"""Embedding model wrapper — local sentence-transformers only.

Uses all-MiniLM-L6-v2 (~80MB) by default. Runs on CPU, free,
no API key needed. Claude handles all AI analysis via MCP tools.
"""

from __future__ import annotations

import hashlib
import json
from pathlib import Path

from ...config import settings


class Embedder:
    """Generate vector embeddings for text using local sentence-transformers.

    Free, runs on CPU, no API key needed. ~80MB model download on first use.
    """

    def __init__(self, cache_dir: str | None = None):
        self.dimension = settings.embedding_dimension
        self._model = None
        self._cache_dir = Path(cache_dir) if cache_dir else None

    def _init_model(self):
        try:
            from sentence_transformers import SentenceTransformer
        except ImportError:
            raise ImportError(
                "sentence-transformers not installed. "
                "Install with: pip install sentence-transformers"
            )
        self._model = SentenceTransformer(settings.local_embedding_model)
        self.dimension = self._model.get_sentence_embedding_dimension()

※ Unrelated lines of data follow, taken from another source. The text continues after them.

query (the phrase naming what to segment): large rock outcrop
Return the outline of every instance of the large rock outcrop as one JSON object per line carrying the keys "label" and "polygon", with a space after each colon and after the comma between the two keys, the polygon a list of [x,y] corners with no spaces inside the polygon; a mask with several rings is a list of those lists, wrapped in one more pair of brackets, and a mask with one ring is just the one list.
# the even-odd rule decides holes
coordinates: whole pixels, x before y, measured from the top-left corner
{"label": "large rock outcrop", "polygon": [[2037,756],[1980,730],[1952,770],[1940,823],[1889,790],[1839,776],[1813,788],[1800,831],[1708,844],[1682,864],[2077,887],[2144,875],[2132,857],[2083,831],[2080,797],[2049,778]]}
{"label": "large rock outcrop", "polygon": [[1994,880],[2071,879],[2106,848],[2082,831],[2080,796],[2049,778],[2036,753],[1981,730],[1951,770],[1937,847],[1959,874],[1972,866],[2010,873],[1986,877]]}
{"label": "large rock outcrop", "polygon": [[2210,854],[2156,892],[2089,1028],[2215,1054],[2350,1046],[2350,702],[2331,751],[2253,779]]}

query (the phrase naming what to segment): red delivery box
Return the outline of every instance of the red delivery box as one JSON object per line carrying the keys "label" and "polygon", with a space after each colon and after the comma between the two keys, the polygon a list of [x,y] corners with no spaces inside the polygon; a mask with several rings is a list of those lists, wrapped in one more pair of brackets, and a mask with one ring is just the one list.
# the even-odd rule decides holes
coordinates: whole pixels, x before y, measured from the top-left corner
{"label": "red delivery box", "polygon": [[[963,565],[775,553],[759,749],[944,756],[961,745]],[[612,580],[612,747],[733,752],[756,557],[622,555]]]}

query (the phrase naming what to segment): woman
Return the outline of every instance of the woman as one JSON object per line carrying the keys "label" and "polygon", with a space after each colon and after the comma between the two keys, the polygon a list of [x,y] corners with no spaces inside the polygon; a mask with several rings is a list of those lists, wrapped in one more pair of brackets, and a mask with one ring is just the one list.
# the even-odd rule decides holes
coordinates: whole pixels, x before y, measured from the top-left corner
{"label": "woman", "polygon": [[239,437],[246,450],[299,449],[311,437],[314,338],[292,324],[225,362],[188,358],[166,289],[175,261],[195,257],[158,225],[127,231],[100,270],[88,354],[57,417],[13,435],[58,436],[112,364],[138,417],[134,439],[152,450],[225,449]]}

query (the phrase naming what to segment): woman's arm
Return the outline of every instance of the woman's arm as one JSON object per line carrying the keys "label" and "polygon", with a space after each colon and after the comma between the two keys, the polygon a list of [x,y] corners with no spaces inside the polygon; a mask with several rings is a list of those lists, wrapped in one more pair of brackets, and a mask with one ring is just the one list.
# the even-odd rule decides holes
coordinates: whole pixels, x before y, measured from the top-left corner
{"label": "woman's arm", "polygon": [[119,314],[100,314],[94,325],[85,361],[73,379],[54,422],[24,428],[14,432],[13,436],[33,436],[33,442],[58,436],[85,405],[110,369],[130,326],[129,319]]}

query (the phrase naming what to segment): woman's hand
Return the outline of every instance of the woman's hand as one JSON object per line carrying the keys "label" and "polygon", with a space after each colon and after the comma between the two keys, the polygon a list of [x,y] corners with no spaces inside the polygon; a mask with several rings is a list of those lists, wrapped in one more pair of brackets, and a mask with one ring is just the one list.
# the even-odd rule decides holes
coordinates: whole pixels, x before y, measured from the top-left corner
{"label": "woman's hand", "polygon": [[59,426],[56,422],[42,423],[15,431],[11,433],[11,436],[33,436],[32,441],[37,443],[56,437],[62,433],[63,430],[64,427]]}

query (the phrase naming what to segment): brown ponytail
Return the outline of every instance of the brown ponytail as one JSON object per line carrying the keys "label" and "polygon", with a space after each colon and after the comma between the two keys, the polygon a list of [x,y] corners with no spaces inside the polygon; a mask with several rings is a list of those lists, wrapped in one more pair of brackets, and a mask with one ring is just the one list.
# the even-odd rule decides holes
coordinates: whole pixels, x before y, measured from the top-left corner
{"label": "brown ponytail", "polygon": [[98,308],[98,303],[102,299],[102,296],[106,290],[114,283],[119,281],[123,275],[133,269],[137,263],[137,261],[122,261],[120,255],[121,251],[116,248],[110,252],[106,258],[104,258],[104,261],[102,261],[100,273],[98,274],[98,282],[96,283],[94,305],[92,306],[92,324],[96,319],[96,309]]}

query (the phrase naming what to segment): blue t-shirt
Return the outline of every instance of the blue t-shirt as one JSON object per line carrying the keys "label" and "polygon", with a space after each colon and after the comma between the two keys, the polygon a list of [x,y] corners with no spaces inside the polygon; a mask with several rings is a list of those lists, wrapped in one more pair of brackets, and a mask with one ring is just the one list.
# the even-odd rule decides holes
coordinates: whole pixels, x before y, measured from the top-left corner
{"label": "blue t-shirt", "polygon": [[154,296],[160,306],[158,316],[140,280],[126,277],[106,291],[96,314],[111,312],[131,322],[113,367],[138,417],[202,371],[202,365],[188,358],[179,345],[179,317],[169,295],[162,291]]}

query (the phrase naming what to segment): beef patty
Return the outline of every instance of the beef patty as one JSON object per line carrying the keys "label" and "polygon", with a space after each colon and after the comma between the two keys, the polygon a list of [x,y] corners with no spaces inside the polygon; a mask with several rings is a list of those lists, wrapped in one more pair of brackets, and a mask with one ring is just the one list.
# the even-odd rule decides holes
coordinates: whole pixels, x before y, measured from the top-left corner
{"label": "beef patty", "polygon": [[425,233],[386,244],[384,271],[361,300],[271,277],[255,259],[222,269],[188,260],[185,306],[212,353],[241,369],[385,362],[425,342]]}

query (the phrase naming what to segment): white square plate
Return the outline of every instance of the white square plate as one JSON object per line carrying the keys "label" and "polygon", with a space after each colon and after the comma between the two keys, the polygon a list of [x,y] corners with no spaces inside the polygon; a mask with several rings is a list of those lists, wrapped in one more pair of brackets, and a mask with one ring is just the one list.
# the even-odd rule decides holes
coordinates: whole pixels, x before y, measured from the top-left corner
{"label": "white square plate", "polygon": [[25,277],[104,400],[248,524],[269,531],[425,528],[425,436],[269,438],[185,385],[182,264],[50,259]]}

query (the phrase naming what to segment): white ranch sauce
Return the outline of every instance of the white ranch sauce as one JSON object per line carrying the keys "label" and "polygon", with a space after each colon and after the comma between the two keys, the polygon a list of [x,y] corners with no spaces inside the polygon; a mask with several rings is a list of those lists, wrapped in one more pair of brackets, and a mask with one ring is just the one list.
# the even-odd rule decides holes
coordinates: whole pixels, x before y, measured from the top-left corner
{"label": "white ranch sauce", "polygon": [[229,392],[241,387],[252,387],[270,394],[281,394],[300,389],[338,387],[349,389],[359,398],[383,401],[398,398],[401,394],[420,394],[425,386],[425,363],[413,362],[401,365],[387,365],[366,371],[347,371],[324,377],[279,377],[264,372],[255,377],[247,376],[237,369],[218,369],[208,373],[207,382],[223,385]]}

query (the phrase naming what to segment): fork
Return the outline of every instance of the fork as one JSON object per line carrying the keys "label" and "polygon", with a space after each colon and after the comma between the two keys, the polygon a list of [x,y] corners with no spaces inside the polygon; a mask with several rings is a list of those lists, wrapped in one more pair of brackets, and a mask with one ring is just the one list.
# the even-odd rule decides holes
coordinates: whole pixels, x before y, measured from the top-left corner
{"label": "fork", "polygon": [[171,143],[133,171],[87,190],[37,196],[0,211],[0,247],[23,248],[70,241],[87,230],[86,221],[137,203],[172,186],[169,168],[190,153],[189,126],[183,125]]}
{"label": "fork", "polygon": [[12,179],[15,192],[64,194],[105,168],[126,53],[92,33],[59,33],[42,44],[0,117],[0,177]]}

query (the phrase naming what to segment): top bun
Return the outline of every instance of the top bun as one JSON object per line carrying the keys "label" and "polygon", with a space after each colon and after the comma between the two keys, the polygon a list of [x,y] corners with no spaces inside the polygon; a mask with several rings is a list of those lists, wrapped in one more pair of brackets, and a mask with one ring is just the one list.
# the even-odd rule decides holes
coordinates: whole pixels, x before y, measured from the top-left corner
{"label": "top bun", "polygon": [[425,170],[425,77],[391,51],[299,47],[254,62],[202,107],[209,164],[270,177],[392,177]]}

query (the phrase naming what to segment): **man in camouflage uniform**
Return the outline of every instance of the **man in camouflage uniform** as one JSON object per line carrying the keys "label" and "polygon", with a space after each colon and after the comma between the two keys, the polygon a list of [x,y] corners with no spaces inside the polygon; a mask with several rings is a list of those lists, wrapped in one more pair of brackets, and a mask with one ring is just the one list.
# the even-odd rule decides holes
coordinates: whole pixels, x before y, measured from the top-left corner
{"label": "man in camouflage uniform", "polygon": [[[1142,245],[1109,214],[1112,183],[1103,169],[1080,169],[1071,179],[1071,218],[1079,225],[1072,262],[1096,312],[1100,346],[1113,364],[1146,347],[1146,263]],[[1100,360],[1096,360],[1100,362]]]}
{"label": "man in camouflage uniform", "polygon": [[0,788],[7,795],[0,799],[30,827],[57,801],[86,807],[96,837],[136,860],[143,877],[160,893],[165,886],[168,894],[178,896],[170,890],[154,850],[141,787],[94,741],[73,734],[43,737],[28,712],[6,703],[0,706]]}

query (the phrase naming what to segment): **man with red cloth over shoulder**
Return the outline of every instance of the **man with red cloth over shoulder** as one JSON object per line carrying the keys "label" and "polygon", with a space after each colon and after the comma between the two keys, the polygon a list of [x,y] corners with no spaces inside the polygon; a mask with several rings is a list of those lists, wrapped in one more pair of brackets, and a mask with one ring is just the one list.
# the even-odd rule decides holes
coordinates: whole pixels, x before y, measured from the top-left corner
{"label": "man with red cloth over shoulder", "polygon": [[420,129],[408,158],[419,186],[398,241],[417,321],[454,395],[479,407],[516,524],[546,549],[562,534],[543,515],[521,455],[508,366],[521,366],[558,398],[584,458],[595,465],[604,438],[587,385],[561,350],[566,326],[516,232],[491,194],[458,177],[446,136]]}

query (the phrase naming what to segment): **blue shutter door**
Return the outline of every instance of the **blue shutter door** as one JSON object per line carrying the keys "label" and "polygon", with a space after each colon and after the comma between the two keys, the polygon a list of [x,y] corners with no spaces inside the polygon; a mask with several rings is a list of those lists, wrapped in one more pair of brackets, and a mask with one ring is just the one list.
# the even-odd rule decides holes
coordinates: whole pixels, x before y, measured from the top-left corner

    def embed_texts(self, texts: list[str]) -> list[list[float]]:
        """Embed a batch of texts into vectors."""
        if not texts:
            return []

        # Check cache
        cached, missing_indices = self._check_cache(texts)
        if not missing_indices:
            return cached

        # Compute missing embeddings
        missing_texts = [texts[i] for i in missing_indices]
        new_vectors = self._embed_local(missing_texts)

        # Fill in results
        for idx, vec in zip(missing_indices, new_vectors):
            cached[idx] = vec

        # Save to cache
        self._save_cache(texts, cached)

        return cached

    def embed_text(self, text: str) -> list[float]:
        """Embed a single text."""
        return self.embed_texts([text])[0]

    def _embed_local(self, texts: list[str]) -> list[list[float]]:
        if self._model is None:
            self._init_model()

        # Encode in smaller batches to avoid memory spikes
        all_vectors = []
        batch_size = 128
        for i in range(0, len(texts), batch_size):
            batch = texts[i : i + batch_size]
            vecs = self._model.encode(batch, show_progress_bar=False, normalize_embeddings=True)
            all_vectors.extend(v.tolist() for v in vecs)
        return all_vectors

    # ─── Cache ─────────────────────────────────────────────────────

    def _cache_key(self, text: str) -> str:
        return hashlib.md5(text.encode()).hexdigest()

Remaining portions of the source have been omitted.